Yang Wang, MD, PhD, of the Medical College of Wisconsin in Milwaukee, told MedPage Today that the study was “very interesting, as it is the first imaging study to demonstrate effects of COMT variants on cortical thickness development in very young children.”
However, Wang, who was not involved in the study, noted that “It would be more informative if this study could be replicated at a large scale to detect such effects at different age groups during normal development.

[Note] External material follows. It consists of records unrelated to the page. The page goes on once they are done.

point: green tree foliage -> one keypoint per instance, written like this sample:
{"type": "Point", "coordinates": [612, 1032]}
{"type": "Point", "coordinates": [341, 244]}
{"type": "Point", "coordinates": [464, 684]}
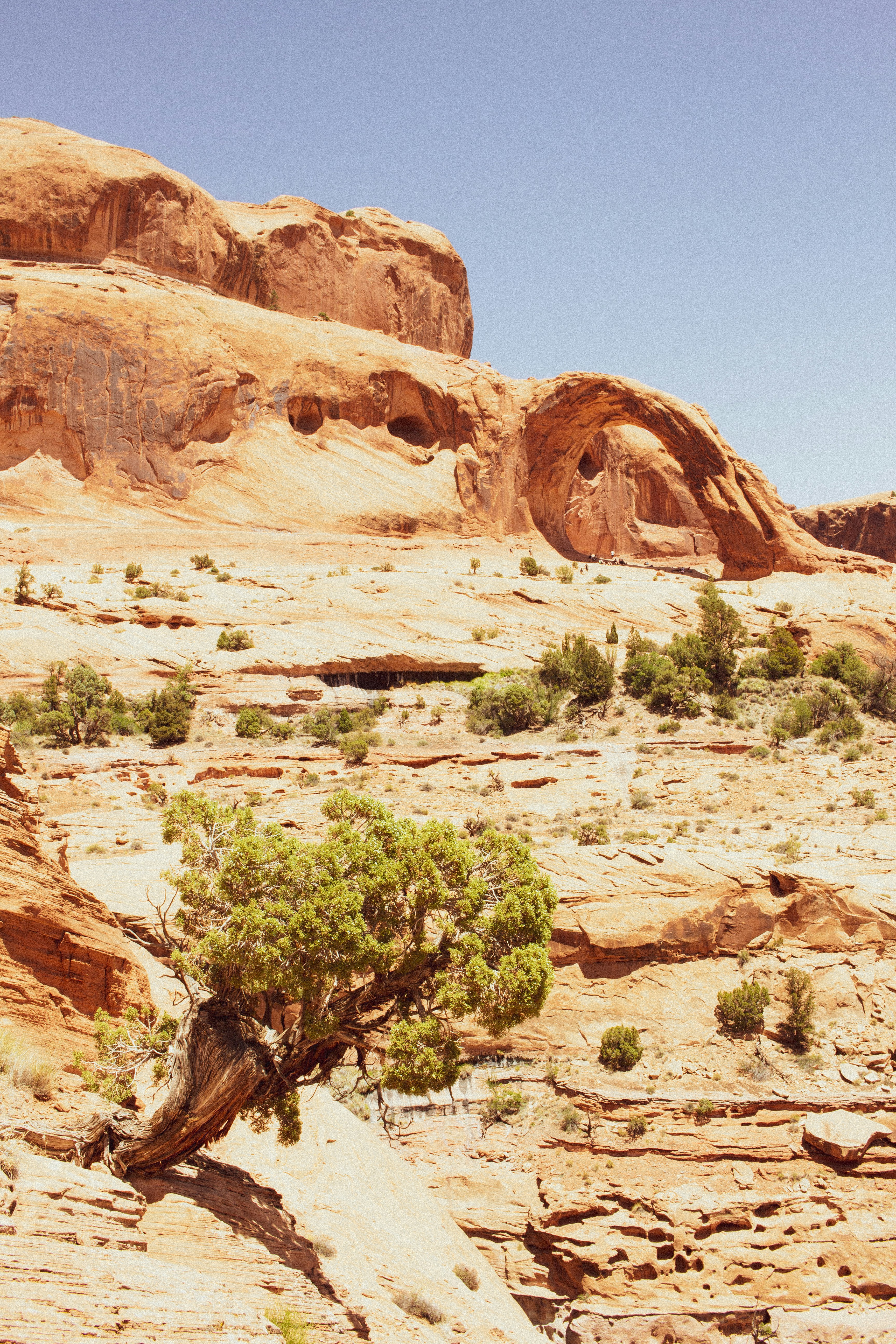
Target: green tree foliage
{"type": "Point", "coordinates": [22, 592]}
{"type": "Point", "coordinates": [742, 1010]}
{"type": "Point", "coordinates": [784, 658]}
{"type": "Point", "coordinates": [801, 1000]}
{"type": "Point", "coordinates": [578, 666]}
{"type": "Point", "coordinates": [511, 702]}
{"type": "Point", "coordinates": [123, 1047]}
{"type": "Point", "coordinates": [236, 640]}
{"type": "Point", "coordinates": [621, 1049]}
{"type": "Point", "coordinates": [843, 664]}
{"type": "Point", "coordinates": [80, 708]}
{"type": "Point", "coordinates": [254, 722]}
{"type": "Point", "coordinates": [382, 925]}
{"type": "Point", "coordinates": [170, 710]}
{"type": "Point", "coordinates": [722, 632]}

More research work is warranted to evaluate clinical implications of such findings.”
He also stated that COMT catalyzes the degradation of catecholamines and the methylation of catechol estrogens. “Due to its role in dopamine degradation, the COMT gene has received attention as a genetic contributor to variations in cognitive function,” he said.
Remer noted that currently no therapy exists to alter an an individual’s COMT genotype. “We hope the findings of imaging studies will serve as a foundation for understanding anatomical differences associated with differential genetics,” he said. “By exploring microstructural changes on imaging, and correlating these changes with cognitive performance in individuals before onset of any neurologic or psychiatric disease, we hope to understand potential subtle deviations in early development that can provide further insight onto the complex role of the COMT genotype.”
He stressed that “schizophrenia is a major and debilitating psychiatric condition with a poorly understood etiology…We hope that our results not only further demonstrate the importance in studying brain development prior to disease onset, but also that the differences in brain anatomy play an important role in explaining differences in pediatric cognitive performance.”
Remer explained to MedPage Today that the COMT genotype test is a polymerase chain reaction (PCR) test from buccal mucosa cells. “Right now, the test is only performed for research purposes, and there is not a current clinical indication for COMT genotype screening,” he said. “Nevertheless, understanding differential genetics in people with altered neurotransmitter metabolism is important research and, hopefully, as we and other groups continue to study this gene and its effects on brain development, we will further elucidate the role of using this gene for clinical practice.”
Remer and Yang disclosed no relevant relationships with industry.